Приходилось врать докторам и говорить, что мы женаты. В таких случаях все равно никто не требует доказательств, тем более что вскоре это стало правдой. Мы поженились в мэрии, во время унылой формальной церемонии – на случай, если доказательства все же потребуются. Чтобы я могла на законных основаниях говорить с лечащими врачами и заниматься его финансами. Не уверена, что Эйбел вообще понимал, где мы.
– Мы женимся, – повторяла я как заведенная. – Теперь мы муж и жена.
Эйбел кивал – так же, как на приглашение к завтраку. Он тогда уже почти перестал говорить.
От лекарств ему становилось только хуже, и я перестала их давать. Мы посещали сеансы иглоукалывания в Чайнатауне, ездили к остеопату в Лос-Анджелес и к народной целительнице в Аризону. Я часами сидела в интернете, выискивая сведения о новых методах лечения в Швеции, об особых диетах и волшебных травах.

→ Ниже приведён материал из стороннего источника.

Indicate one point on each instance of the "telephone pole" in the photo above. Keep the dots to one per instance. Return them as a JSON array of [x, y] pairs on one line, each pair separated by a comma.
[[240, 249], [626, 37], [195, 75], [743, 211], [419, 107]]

Мы испробовали всё. Ничего не помогало.
Деньги утекали как песок сквозь пальцы. Мы больше не написали ни строчки. Эйбел теперь с трудом мог прочитать информацию на пачке овсяных хлопьев. Время больничного, который он взял в университете, истекало. Мне пришлось разорвать его контракт, а значит, он терял основной источник дохода, если не считать пару сотен долларов авторских отчислений ежегодно. И теперь нужно было искать деньги для оплаты страховки. Лишь одна его коллега связалась со мной, чтобы выразить сочувствие, – молодая женщина, которой Эйбел помог защититься.
«У меня просто нет слов. Сердцем я с вами», – написала она. Может, и правда хотела оказать поддержку. Но почему-то ограничилась отправкой записки по почте.